Noach, die een ark vol dieren boven water hield, maar de rest van de wereld
ten onder liet gaan in de golven, is in deze opera van Guus Janssen en Friso
Haverkamp de belichaming geworden van al het onheil dat een onwetende, door
waandenkbeelden gedreven mensheid maar kan aanrichten.
'De schepping een zinkend schip, en de ark een steen om de nek.'
Tekstdichter Haverkamp noemde de strekking van Noach na afloop van de
première 'realistisch'. Componist Guus Janssen ontkende in alle
toonaarden dat de coloratuur die hij Noach's Vrouw (Claron McFadden) in de
mond heeft gelegd ook maar iets te maken heeft met die van Mozarts
Königin der Nacht. 'Met de sirene van een ziekenauto', dat wel.
Pierre Audi, die het stuk regisseerde, omschreef de opera als de meest
oorspronkelijke van de dertig muziektheaterprodukties die hij tot nog toe
geregisseerd heeft. Het was niet te veel gezegd.

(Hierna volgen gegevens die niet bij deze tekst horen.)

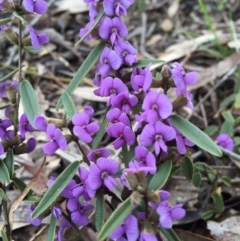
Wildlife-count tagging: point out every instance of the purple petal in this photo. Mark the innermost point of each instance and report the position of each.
(50, 147)
(82, 134)
(40, 6)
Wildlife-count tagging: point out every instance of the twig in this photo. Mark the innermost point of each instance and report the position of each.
(224, 78)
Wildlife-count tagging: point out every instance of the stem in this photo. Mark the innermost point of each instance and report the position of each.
(5, 213)
(20, 74)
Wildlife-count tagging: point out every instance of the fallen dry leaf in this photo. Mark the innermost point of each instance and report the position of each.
(227, 230)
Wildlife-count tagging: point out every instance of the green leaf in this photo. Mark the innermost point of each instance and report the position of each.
(117, 217)
(4, 236)
(237, 101)
(227, 128)
(228, 100)
(4, 21)
(141, 6)
(227, 115)
(8, 76)
(98, 18)
(9, 162)
(207, 215)
(101, 132)
(218, 201)
(83, 70)
(31, 50)
(17, 15)
(68, 104)
(227, 181)
(169, 234)
(160, 178)
(4, 175)
(30, 197)
(52, 229)
(4, 196)
(29, 100)
(187, 167)
(197, 179)
(144, 63)
(100, 211)
(195, 135)
(211, 130)
(54, 191)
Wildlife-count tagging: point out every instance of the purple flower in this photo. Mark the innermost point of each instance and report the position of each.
(126, 52)
(128, 228)
(109, 60)
(116, 7)
(31, 145)
(101, 173)
(147, 237)
(122, 133)
(156, 135)
(24, 125)
(34, 221)
(112, 29)
(112, 87)
(93, 155)
(82, 128)
(115, 115)
(125, 101)
(67, 191)
(181, 79)
(145, 158)
(225, 141)
(4, 124)
(155, 106)
(8, 84)
(37, 39)
(57, 212)
(168, 215)
(141, 78)
(57, 140)
(78, 211)
(35, 6)
(40, 123)
(83, 189)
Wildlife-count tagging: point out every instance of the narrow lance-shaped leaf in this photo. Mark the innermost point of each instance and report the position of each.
(52, 229)
(100, 211)
(187, 167)
(55, 190)
(144, 63)
(29, 100)
(68, 104)
(160, 178)
(98, 18)
(101, 132)
(4, 175)
(195, 135)
(8, 76)
(117, 217)
(83, 70)
(9, 162)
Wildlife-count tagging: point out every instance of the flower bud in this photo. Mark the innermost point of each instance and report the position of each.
(27, 41)
(57, 122)
(179, 102)
(153, 197)
(11, 94)
(11, 35)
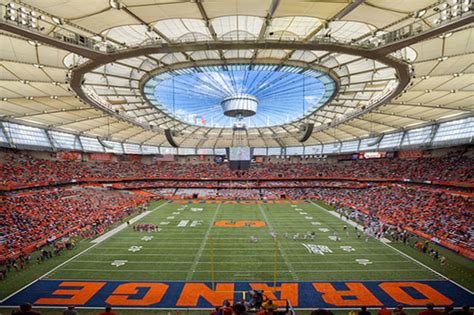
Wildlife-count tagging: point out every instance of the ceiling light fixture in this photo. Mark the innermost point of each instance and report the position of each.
(115, 4)
(420, 13)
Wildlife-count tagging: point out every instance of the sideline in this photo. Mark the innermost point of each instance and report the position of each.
(72, 258)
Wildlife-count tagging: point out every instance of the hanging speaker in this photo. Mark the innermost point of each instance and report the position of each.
(169, 136)
(306, 131)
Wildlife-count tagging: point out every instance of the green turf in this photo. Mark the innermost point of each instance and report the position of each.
(184, 253)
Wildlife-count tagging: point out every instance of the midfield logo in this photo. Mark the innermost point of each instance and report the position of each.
(347, 248)
(317, 249)
(135, 248)
(364, 262)
(118, 263)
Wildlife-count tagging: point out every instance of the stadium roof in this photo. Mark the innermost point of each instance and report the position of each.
(82, 67)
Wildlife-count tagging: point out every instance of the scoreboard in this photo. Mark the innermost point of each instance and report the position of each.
(239, 157)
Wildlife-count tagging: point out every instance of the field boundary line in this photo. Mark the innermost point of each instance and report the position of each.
(189, 275)
(282, 252)
(239, 263)
(411, 258)
(239, 271)
(65, 262)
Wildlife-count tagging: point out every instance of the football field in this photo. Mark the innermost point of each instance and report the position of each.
(209, 246)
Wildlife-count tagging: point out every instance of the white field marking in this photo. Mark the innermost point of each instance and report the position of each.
(282, 252)
(351, 223)
(67, 261)
(118, 263)
(237, 250)
(135, 248)
(249, 256)
(244, 263)
(364, 262)
(239, 271)
(400, 252)
(191, 271)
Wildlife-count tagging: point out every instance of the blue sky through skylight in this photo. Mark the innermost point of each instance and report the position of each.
(284, 94)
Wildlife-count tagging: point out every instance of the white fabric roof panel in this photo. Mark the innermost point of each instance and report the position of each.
(446, 90)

Dat de samenwerking tussen Haverkamp, Janssen, Audi en Karel Appel, de
ontwerper van decors en dierenkostuums, zou leiden tot een opmerkelijk stuk
muziektheater was met enige goede hoop te voorzien. Maar dat de opbrengst
zo'n eigengereide mengelmoes van anarchie en beteugeling, zo'n merkwaardig
uitgebalanceerde combinatie van zwartgalligheid en lichtvoetigheid zou zijn,
dat was desondanks een verrassing.
Er gebeurt weinig in Noach, en tegelijkertijd ontzettend veel. De kern van
het verhaal ligt in de weigering van Mevrouw Noach, die zich opwerpt als
verdedigster van de natuur, om zich aan boord van de ark te begeven. Het
conflict loopt uit op een muiterij, waarna Noach - gespeeld en gezongen door
een onherkenbaar opgetuigde Lieuwe Visser - in een kooi wordt opgetakeld. De
elementen die hij oproept, een windgolf en een lichtboog, houden elkaar in
evenwicht, tot het 'Geraamtevogeltje', Haverkamps versie van de duif met de
olijftak, in een helse catastrofe alles ineen doet storten en het verhaal
eindigt waar het begonnen is.
De precieze toedracht van dit alles is even moeilijk te visualiseren als
andere onmogelijke voorschriften van de scenarist, die bijvoorbeeld ook een
zwerm vleermuizen uit de mond van mevrouw Noach wil laten opstijgen. Maar dat
hindert niet. Waar Appels vleermuizen ook vandaan komen, ze zijn dreigend
genoeg. En al is het Geraamtevogeltje een danser geworden, de ontploffing van
de regenboog, waarop Audi al zijn voorliefde voor pyrotechniek heeft kunnen
uitleven, is er niet minder onontkoombaar om.
Wat treft in Noach is de volstrekte onbevangenheid waarmee de makers, met
componist Guus Janssen voorop, het medium muziektheater tegemoet tegemoet
zijn getreden. De bindende kracht, die een brug slaat tussen Haverkamps
uitgebeten taal en Karel Appels menagerie van levensgrote, uit een
nachtmerrie weggelopen speelgoedbeesten, is Janssens muziek. Of beter gezegd,
de muziek van Janssen en zijn musici, want in Noach - en dat maakt de opera
tot een unicum - zijn gecomponeerde en geïmproviseerde muziek zodanig
met elkaar verstrengeld, dat ze elkaar niet kunnen ontberen.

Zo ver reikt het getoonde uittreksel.